Annada Government High School (অন্নদা সরকারি উচ্চ বিদ্যালয়) is a government secondary school for boys, in Brahmanbaria, Bangladesh. The school was named after Annada Prashad Roy who was a landlord of Kolkata. The school operates under the Cumilla Education Board.

The school lies in the heart of Brahmanbaria town, the administrative headquarters of the district of the same name. It is the oldest and one of the largest schools in Brahmanbaria District. As of 2006, enrollment was 2,250.

==History==
The school started out in 1860 as an aided Anglo-vernacular school. It was upgraded to a high school in 1875 with the help of Annada Choron Roy of Cassimbazar and zamindar of Sarail Estate. The founding headmaster was Babu Jogesh Chandra Sarker.

The school was nationalised on 1 May 1968. Babu Binode Bihari was a student of Annada Govt High School. He stood first in the matriculation Examination held under the Kolkata University. Later Dr. Wahiduddin Mahmud stood first in the mid-sixties and Md. Jehad Uddin stood first under Cumilla Board in 1991 from this school in the matriculation/SSC examination.
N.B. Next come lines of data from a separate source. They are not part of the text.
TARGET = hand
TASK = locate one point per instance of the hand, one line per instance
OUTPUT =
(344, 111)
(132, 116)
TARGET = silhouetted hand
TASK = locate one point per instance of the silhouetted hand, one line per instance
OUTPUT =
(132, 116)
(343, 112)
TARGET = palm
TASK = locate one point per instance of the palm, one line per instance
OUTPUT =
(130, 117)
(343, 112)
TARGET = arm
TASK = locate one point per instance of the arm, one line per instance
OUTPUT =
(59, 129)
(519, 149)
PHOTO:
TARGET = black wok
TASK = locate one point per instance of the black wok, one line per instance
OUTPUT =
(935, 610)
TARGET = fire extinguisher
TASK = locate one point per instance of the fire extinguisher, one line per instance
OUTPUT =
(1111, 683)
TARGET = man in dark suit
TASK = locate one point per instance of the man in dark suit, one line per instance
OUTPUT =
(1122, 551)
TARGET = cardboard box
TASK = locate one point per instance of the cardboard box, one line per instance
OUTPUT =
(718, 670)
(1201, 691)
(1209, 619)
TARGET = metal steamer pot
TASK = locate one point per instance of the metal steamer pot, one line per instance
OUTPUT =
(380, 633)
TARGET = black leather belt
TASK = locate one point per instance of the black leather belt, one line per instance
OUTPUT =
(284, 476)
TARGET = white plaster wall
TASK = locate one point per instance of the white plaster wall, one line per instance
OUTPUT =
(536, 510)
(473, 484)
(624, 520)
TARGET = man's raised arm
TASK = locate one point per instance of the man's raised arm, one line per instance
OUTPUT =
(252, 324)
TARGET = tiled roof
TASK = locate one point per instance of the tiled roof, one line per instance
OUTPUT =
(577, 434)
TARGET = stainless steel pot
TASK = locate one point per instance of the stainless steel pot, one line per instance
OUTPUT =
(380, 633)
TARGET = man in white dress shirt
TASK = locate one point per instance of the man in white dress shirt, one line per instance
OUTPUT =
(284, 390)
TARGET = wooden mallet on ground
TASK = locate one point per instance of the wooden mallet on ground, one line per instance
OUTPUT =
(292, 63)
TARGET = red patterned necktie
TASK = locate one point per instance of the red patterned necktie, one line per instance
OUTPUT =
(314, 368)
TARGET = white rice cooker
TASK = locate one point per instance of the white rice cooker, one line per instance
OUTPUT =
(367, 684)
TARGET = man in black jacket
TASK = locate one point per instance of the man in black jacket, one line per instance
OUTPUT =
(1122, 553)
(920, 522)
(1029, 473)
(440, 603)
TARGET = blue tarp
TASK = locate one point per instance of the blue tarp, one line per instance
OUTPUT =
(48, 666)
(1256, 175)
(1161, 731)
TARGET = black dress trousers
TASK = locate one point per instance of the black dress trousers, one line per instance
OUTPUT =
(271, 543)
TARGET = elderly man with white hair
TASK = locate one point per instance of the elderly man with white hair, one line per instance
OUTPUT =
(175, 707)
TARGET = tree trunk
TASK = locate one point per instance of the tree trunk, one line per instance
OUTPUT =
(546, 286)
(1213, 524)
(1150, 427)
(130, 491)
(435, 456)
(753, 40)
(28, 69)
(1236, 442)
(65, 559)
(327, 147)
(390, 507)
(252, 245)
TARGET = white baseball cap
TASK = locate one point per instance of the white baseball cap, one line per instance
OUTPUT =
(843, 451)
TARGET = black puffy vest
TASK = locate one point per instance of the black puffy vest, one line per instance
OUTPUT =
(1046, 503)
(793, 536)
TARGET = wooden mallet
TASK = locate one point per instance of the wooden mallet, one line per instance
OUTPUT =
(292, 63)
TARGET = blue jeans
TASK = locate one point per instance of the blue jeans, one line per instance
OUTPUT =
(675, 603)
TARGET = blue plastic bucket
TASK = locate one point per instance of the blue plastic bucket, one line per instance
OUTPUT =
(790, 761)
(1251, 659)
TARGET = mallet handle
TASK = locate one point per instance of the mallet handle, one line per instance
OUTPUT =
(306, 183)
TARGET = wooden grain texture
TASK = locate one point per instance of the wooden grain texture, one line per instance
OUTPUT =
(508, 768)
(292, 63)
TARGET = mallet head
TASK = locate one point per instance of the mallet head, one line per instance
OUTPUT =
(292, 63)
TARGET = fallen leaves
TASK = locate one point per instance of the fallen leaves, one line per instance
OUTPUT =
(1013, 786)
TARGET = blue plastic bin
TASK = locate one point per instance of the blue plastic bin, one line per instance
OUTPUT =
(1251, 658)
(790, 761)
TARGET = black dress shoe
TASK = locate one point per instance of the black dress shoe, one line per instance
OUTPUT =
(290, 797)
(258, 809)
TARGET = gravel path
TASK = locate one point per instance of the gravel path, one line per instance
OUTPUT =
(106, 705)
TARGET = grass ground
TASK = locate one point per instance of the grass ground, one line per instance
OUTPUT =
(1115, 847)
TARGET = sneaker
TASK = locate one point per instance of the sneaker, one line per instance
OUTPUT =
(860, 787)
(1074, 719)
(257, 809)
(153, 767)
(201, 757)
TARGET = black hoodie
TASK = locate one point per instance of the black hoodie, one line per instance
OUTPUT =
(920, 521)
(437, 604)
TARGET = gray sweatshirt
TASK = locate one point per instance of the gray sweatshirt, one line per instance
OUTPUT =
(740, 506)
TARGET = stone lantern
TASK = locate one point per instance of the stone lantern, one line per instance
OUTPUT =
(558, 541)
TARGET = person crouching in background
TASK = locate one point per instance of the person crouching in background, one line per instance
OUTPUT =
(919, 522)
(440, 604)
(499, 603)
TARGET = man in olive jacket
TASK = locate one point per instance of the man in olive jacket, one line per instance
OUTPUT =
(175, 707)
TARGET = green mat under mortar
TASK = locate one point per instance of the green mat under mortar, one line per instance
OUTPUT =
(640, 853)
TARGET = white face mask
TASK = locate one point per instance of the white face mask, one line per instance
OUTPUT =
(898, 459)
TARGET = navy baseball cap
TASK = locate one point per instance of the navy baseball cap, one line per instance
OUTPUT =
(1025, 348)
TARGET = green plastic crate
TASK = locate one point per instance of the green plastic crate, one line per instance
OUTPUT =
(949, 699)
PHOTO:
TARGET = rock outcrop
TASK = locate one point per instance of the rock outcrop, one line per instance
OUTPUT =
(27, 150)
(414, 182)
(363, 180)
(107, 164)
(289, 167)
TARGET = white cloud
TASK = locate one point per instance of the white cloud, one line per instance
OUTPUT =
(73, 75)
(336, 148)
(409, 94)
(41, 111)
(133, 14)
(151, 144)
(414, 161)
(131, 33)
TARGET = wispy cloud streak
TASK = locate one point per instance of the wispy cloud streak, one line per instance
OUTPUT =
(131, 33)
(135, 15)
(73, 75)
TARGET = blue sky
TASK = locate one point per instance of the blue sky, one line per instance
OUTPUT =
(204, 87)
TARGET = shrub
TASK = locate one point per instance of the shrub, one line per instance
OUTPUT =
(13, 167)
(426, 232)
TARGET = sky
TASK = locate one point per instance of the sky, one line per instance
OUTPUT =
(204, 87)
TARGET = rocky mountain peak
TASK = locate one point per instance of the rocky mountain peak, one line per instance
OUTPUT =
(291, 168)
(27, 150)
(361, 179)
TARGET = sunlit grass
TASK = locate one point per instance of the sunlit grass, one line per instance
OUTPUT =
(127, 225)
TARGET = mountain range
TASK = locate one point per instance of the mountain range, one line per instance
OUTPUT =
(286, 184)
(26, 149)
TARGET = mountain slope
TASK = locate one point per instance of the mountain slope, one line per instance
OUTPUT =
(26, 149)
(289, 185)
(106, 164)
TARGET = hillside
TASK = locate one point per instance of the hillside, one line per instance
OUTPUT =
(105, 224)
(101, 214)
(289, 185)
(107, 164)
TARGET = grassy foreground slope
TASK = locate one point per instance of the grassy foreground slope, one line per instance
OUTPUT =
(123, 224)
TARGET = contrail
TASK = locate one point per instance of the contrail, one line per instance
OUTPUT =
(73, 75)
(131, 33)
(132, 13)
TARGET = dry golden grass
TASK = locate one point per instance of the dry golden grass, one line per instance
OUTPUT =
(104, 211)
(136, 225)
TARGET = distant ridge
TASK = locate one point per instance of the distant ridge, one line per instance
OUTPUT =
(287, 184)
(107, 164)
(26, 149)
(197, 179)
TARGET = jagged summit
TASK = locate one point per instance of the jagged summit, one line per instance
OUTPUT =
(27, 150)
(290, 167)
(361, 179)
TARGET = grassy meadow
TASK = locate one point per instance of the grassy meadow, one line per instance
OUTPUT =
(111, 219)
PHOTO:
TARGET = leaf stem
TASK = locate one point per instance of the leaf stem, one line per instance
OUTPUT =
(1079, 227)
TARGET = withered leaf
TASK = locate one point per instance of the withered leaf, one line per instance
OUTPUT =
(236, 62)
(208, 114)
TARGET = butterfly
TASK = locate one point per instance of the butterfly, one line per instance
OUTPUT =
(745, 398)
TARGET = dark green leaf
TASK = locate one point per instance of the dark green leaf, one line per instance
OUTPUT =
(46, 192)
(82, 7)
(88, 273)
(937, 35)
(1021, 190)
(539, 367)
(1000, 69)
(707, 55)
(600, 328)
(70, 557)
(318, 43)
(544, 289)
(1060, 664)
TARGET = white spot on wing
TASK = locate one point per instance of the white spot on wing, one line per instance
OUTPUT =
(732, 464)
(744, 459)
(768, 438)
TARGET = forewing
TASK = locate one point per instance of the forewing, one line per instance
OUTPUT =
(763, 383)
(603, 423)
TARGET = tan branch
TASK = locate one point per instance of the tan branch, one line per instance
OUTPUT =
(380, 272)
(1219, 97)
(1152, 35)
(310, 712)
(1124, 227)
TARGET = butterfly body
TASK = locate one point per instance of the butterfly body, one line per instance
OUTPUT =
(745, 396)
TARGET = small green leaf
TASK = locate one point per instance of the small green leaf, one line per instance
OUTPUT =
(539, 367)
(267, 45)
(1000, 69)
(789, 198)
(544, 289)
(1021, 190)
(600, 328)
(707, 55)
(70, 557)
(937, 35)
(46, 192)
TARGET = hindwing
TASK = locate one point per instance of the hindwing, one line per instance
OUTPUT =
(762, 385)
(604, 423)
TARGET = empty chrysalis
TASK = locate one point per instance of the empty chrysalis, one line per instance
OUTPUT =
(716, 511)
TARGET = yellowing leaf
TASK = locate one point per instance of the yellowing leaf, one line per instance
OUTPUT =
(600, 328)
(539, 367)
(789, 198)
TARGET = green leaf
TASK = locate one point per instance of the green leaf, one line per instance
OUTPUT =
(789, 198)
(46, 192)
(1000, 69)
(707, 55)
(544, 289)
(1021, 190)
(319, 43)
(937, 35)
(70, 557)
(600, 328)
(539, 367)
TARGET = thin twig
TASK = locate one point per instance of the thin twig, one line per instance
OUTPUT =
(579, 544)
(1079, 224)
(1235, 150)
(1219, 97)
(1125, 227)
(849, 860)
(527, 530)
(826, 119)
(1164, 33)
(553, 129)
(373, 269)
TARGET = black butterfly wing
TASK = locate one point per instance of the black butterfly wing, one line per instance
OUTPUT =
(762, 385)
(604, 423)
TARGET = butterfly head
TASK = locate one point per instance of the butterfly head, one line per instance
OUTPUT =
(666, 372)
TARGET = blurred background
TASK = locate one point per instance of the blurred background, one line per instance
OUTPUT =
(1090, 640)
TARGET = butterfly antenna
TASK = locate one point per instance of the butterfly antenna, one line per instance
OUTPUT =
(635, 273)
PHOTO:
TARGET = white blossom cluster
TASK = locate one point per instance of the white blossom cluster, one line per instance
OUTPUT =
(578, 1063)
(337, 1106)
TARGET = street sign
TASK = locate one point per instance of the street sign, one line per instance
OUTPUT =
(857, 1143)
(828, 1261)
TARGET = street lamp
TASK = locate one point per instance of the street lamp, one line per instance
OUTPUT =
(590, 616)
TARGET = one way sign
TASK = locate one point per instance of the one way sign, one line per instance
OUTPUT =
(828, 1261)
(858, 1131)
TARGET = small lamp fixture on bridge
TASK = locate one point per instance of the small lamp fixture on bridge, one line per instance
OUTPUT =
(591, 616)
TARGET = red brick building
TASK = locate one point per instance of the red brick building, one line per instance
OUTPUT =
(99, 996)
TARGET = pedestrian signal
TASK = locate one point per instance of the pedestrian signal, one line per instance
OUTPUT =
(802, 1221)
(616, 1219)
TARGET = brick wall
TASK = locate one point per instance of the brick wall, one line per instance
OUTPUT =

In February 2009, Mrs. Farida Nazmeen joined as headmaster and she has been the headmaster until 2025. From 2025 Md. Zakir Hossain Sarkar was given the responsibility of the Headmaster.

==Notable alumni==
- Sanaul Huq, a poet and civil servant
- Humayun Kabir, former state minister for health
- Al Mahmud, poet
- Wahiduddin Mahmud, an economist and a past member of the Caretaker government
- Syed Abdul Hadi, award-winning Bangladeshi singer Together they have three daughters.
- Adwaita Mallabarman, author of A River Called Titash, matriculated in 1933
- Abdul Quadir, poet, essayist, and journalist, matriculated in 1923
- M Harunur Rashid, former professor and head of the department of English at Jahangirnagar University
- Atique Islam, current vice chancellor of North South University and professor.